Preparing for an exam is stressful enough without any confusion over academic terminology. So concentrate on your coursework and let this custom-made entry be your guide to school vocabulary about studying.
to scan – to read, without close attention, for general themes
- Headlines help you to scan a newspaper quickly and still get an idea of the day’s major stories.
to skim – to read lightly for main ideas but not specific detail
- I didn’t have a lot of time to study last night so I just skimmed the finally chapter.
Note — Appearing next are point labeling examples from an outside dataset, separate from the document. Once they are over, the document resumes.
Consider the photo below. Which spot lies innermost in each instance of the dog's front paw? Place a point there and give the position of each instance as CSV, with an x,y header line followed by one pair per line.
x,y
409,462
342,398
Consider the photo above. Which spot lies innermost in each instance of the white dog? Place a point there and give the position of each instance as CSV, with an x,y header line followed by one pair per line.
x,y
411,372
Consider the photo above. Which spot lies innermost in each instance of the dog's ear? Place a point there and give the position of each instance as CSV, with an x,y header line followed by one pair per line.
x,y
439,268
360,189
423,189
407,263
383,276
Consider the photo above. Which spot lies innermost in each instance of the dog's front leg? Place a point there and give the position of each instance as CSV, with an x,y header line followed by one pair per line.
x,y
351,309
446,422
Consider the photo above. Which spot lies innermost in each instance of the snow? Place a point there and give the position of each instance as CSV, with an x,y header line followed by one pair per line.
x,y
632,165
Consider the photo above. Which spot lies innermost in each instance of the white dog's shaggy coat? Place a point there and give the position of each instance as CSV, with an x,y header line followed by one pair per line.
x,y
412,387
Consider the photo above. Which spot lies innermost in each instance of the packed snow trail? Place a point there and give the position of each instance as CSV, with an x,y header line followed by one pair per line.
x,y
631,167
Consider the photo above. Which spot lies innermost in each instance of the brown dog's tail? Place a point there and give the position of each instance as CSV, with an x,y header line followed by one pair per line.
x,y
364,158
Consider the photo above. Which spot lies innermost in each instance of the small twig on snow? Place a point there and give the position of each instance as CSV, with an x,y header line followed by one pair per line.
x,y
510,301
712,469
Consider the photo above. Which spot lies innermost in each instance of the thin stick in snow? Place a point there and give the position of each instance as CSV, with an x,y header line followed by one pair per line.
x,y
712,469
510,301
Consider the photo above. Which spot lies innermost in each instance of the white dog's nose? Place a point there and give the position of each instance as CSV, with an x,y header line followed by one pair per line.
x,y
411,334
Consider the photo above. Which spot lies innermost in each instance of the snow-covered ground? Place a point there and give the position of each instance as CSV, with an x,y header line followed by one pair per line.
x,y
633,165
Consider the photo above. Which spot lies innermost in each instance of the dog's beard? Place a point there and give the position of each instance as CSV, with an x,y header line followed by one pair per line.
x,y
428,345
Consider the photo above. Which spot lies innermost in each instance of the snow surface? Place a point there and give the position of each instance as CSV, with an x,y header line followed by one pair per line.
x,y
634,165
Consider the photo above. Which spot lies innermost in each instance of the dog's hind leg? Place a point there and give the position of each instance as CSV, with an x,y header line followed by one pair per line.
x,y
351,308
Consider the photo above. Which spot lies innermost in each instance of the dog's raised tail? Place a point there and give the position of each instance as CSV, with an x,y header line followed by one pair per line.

I hope the test doesn’t ask too many questions from that section of the book!
Note: A closely related expression, “to get the gist,” is what results from skimming something: a general, if not detailed, idea about a situation.
to read aloud – to say the words while reading them so that others can
- Students sometimes take turns reading aloud while in class.
Note: This expression is also written (and said) as read out loud.
to read silently – to read without speaking
- During Study Hall students often read silently prepare for other classes.
to pour over – to read closely
- Jane is pouring over her notes in preparation for the upcoming exam.
to hit the books – to study hard
- Thank goodness the exam is on a Monday; I can use the weekend to really hit the books.
to learn by heart – to memorize
- When I was in 8th grade I had to learn Edgar Allan Poe’s “The Raven” by heart for my Language Arts class.
Note: Another expression with the same meaning that is used in the UK is to learn by rote although this is almost unheard of in the US.
to pull an all-nighter – to stay up all night studying
- Alex pulled an all-nighter last night and is completely exhausted today.
to push through – to overcome an obstacle (be it mental or physical) in order to accomplish a task
- Alex needed three cups of coffee to help him push through and finish all of his classes today.